URL: https://www.progressiverobot.com/serverless-inference-gradient/

Serverless inference is, rightfully, one of the hottest topics in both technical and non-technical circles of AI users, and for good reason. While controlling every aspect of a deployment is often necessary for deploying custom models, serverless takes away the headaches of maintaining and managing a model deployment and API endpoint. This can be incredibly useful for a myriad of different agentic LLM use cases.

In this tutorial, we will show how to get started with Serverless Inference on the Gradient Platform using the cloud provider API. Afterwards, we will discuss some of the potential use cases for the methodology in production and daily workflows.

Accessing Serverless Inference on the Gradient Platform

To get started, we can either use the cloud provider API or the Cloud Console. Let’s look at each methodology.

Step 1a: Create a cloud provider API Key

To get started, you first need to create your own cloud account and login.
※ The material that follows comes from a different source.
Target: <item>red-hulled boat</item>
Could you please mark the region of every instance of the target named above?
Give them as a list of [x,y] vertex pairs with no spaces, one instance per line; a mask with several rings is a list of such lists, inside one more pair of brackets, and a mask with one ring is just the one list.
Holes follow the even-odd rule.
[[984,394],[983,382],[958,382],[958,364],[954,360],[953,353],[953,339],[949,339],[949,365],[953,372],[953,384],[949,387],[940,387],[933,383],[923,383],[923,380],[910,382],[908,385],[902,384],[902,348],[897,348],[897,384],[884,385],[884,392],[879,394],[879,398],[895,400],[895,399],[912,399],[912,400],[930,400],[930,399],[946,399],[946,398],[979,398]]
Once you’ve done so, navigate to the team space of your choice. From here, we will create a cloud provider API key. This will help us create our model access token later on, so we can actually skip this step and go to the section "Step 2b: Create a Model Access key with the Cloud Console".

Use the navigation bar on the left hand side of the homepage, and scroll down until you see “API”. Click in to open the API homepage. We can then use the button on the top right to create a new key.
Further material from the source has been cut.